Con cada paso que doy, me estoy haciendo mayor y pequeña al mismo tiempo
El miércoles, Día de Reyes, paseamos por el zoo. Luego compramos pan, burrata y mortadela en los colmados italianos del auténtico Little Italy, que es el que está en el Bronx. Allí nos alcanzaron vuestros mensajes, preocupados por el asalto al Capitolio en Washington. Una demencia política que solo incrementa mi desconfianza en este país de contrastes, donde los ricos son muy ricos y cada día hay más mendigos en el metro. Me atienden -me miran- en función de la propina que dejo y la burocracia es una sucesión de departamentos que no solucionan tus problemas, sino que justifican su existencia. Acabas acatando las normas, dejando que te agarren del pescuezo y te agiten en el aire, porque sientes que, de alguna manera, es el precio que debes pagar por vivir enNueva York. Porque NYC es más grande que tú. Y que todos.

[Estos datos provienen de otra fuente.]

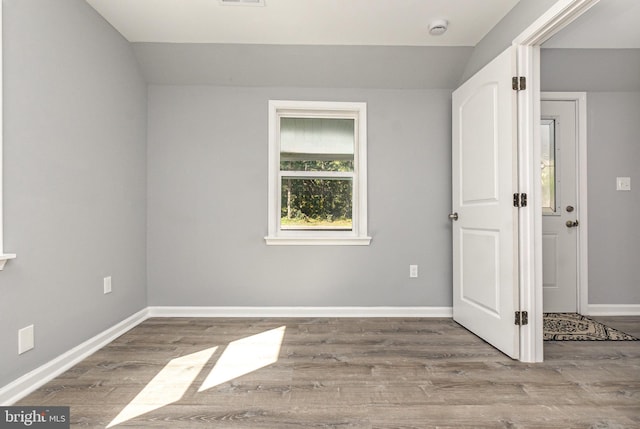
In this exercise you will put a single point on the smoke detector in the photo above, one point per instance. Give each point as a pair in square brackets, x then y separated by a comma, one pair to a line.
[438, 27]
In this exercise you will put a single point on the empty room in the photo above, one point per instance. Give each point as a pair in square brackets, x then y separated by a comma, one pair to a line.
[320, 213]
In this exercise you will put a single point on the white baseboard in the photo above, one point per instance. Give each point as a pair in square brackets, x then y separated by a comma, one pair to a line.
[300, 311]
[614, 310]
[29, 382]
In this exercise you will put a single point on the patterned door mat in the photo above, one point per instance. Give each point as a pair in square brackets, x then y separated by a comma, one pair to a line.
[574, 327]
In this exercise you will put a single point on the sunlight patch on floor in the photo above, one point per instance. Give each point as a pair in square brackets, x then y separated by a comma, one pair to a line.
[168, 386]
[244, 356]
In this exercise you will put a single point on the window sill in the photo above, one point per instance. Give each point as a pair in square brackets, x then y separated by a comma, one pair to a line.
[317, 241]
[4, 258]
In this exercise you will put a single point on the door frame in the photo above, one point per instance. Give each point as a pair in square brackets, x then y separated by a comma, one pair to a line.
[580, 100]
[562, 13]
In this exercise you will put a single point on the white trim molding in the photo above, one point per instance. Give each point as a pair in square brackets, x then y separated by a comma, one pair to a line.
[4, 257]
[195, 311]
[357, 235]
[29, 382]
[562, 13]
[613, 310]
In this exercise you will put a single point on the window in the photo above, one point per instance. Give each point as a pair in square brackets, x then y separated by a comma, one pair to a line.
[549, 176]
[317, 173]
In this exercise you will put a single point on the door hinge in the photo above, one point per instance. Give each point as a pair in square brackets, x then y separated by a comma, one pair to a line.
[519, 83]
[522, 318]
[520, 200]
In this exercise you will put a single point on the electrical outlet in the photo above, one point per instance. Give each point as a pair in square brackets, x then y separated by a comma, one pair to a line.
[413, 271]
[26, 339]
[623, 183]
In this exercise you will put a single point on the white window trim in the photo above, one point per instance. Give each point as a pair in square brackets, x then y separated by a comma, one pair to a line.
[4, 257]
[358, 235]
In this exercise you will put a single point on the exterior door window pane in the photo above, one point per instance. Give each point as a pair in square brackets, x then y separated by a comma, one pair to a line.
[548, 165]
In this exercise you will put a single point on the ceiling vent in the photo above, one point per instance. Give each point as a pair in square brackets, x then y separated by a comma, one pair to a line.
[242, 2]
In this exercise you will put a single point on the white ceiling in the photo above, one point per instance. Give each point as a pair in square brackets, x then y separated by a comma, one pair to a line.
[304, 22]
[610, 24]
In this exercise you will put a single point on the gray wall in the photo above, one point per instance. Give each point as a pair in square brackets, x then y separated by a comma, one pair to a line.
[501, 36]
[74, 179]
[207, 195]
[614, 233]
[611, 79]
[399, 67]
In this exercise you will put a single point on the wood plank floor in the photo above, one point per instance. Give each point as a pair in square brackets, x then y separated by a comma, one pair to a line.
[352, 373]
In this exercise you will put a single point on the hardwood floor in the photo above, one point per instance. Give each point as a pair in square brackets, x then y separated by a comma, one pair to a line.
[348, 373]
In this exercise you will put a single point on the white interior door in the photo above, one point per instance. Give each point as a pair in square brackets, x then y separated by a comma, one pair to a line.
[485, 285]
[560, 219]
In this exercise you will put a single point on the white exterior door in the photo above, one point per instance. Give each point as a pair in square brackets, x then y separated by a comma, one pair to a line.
[485, 248]
[560, 219]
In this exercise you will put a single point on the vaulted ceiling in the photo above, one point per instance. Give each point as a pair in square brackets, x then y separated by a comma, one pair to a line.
[304, 22]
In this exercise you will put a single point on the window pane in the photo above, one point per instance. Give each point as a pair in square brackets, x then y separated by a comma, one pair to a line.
[317, 139]
[548, 159]
[316, 165]
[312, 203]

Al contrario que la vuestra, mi preocupación estaba al otro lado del Atlántico. Cuando llegan las 6PM, dejo de recibir mensajes en el móvil y tengo mucho tiempo libre para meditar. Mis pensamientos han viajado con frecuencia a España -pues claro-, y también en relación a las nuevas restricciones por el repunte de casos de Covid-19. Más límites perimetrales y restricciones horarias, especialmente dolorosas en el sector de la hostelería, mientras que aquí prefieren el teletrabajo masivo y el cierre de locales interiores. No sé cuál es el protocolo correcto, y tampoco me corresponde a mí entrar a valorarlo. Lo que me importa es el impacto que esto tendrá en las personas que quiero y en la sociedad a la que pertenezco: me asusta la idea de que la vida, tal y como la hemos conocido, no vuelva a ser nunca igual. Una vida entre mascarillas.

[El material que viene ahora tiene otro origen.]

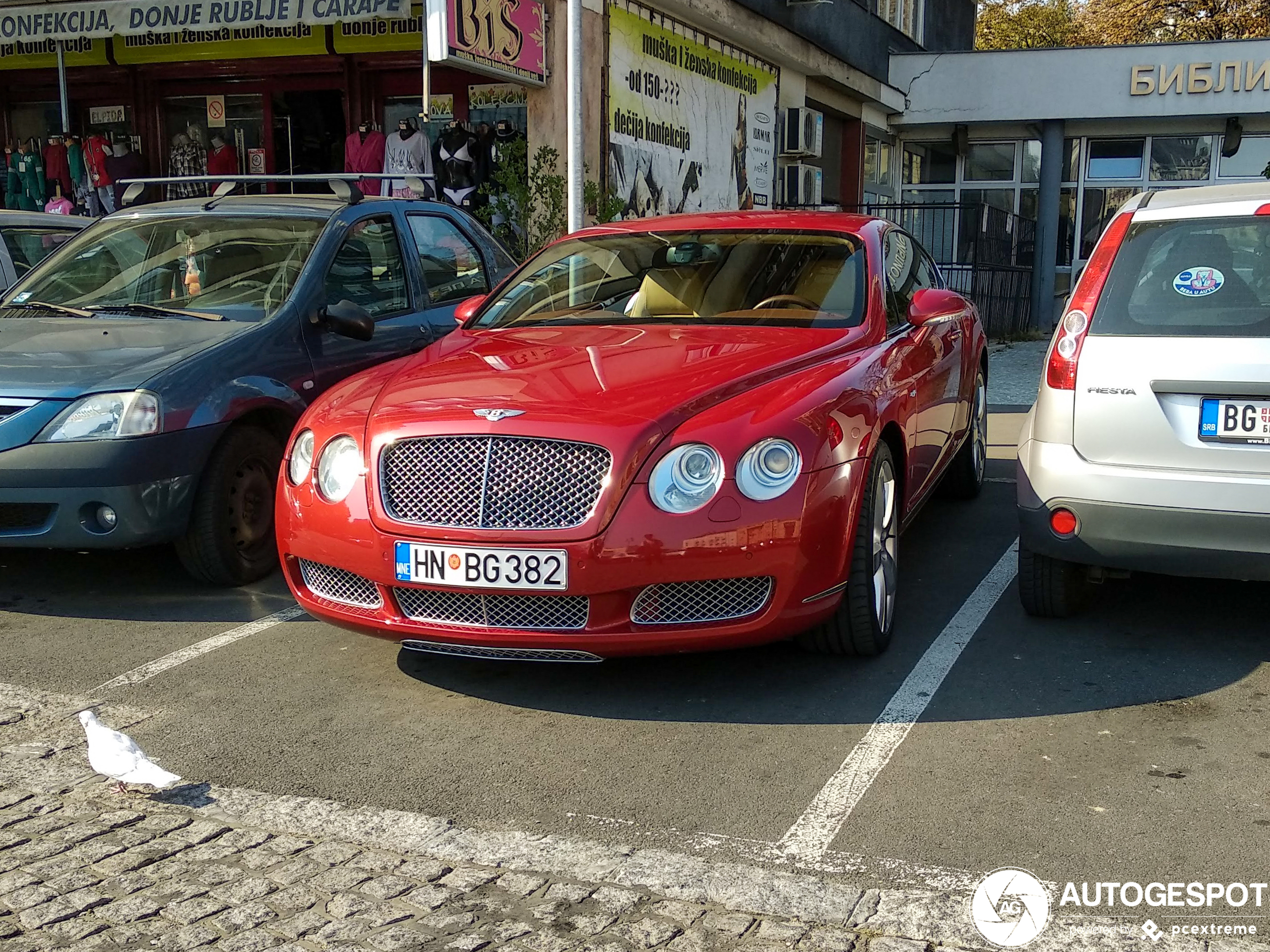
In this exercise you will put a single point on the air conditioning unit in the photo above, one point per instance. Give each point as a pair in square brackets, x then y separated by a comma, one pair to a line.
[802, 132]
[803, 184]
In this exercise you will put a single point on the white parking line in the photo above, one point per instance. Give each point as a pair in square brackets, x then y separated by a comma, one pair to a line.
[200, 648]
[810, 836]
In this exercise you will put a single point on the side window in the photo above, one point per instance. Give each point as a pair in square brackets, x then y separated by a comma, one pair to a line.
[368, 269]
[452, 267]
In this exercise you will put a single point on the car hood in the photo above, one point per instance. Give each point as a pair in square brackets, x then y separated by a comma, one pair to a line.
[578, 376]
[68, 357]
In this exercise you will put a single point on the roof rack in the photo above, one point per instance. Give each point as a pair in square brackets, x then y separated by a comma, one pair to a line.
[342, 184]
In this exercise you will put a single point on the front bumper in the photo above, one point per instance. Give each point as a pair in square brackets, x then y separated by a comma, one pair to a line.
[50, 493]
[799, 541]
[1128, 518]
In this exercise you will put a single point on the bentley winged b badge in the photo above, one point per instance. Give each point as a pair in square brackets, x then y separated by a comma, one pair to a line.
[494, 415]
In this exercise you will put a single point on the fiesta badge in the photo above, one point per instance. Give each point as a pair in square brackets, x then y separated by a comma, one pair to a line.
[1200, 282]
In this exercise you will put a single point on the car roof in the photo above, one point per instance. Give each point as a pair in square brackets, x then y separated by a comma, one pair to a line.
[740, 221]
[48, 219]
[319, 206]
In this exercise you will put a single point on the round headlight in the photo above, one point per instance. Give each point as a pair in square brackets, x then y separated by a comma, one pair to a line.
[302, 457]
[338, 469]
[686, 479]
[768, 469]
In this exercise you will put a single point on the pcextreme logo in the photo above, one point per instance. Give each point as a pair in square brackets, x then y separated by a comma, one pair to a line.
[1010, 908]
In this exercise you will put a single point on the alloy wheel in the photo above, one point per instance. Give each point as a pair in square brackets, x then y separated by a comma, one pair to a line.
[886, 542]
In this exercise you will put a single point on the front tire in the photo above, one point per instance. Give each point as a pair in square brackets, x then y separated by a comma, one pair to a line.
[964, 476]
[1048, 587]
[230, 539]
[866, 615]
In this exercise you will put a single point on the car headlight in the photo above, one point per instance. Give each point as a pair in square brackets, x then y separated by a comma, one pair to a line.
[686, 479]
[338, 469]
[302, 457]
[768, 469]
[106, 417]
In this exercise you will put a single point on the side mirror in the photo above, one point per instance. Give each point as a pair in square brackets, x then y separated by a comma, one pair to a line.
[930, 304]
[468, 307]
[348, 320]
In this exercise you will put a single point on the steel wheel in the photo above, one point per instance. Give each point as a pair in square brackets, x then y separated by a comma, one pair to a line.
[886, 542]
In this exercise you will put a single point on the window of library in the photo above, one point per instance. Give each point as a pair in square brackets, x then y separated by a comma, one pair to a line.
[990, 161]
[929, 164]
[1116, 159]
[1180, 159]
[1250, 161]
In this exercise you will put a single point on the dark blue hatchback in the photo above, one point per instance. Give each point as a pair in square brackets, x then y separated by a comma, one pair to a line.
[153, 367]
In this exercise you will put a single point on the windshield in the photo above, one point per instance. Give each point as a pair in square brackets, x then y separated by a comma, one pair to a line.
[1189, 278]
[234, 267]
[734, 278]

¿Era esto hacerse mayor? ¿Anteponer el sacrificio a la felicidad?
¿Y si una generación criada para la libertad, como es la nuestra, pierde la esperanza en el futuro? ¿Acaso ya no podemos planear ni ilusionarnos? ¿El sacrificio y el esfuerzo son más importantes que la felicidad? ¿Tiene le felicidad algún plan para nosotros?

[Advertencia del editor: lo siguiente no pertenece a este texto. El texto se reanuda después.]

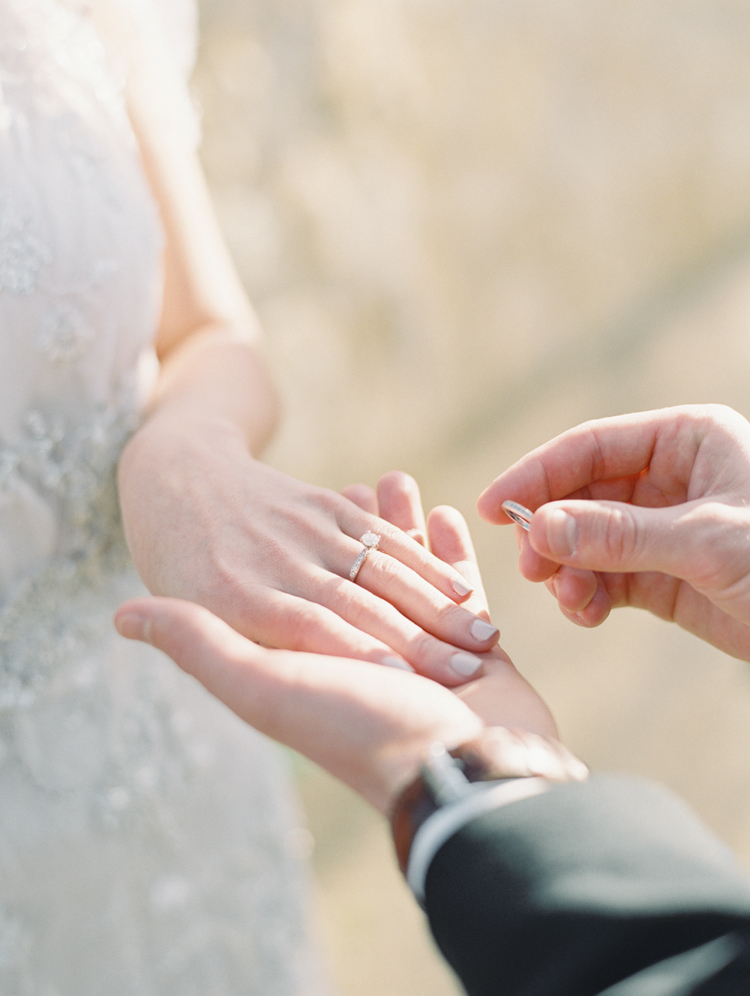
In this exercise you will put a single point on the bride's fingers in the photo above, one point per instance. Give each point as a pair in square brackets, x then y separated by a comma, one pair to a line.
[400, 503]
[450, 541]
[368, 726]
[362, 496]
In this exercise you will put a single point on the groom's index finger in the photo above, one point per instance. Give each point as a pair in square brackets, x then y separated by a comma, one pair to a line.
[570, 464]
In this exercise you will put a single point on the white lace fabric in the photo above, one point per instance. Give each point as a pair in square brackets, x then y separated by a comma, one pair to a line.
[143, 830]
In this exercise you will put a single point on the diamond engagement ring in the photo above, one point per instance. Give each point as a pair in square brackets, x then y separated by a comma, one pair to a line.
[369, 542]
[519, 513]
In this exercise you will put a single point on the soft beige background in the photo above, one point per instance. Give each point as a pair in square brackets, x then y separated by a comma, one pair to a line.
[468, 225]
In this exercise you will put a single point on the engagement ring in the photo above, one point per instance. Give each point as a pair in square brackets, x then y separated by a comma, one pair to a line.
[369, 542]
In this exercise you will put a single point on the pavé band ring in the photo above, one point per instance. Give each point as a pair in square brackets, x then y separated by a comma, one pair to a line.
[369, 543]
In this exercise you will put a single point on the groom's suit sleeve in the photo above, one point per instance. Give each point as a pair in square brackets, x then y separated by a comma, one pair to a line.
[607, 886]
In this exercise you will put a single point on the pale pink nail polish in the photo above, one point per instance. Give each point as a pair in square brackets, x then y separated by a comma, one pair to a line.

Y es entonces cuando creo que hacerse mayor va de aprender a decepcionarse. De ver morir ilusiones en los ojos de los demás, y a veces en los propios. Hemos nacido para cumplir sueños y ajustar otros. No me da reparo decir que no soy todo lo que soñé ser, pero cada día me esfuerzo por escucharme mejor y acercarme a lo que podría llegar a ser. Seguir, bailar. Va de eso. Entre lavadora y lavadora, mira tú lo que se me ocurre.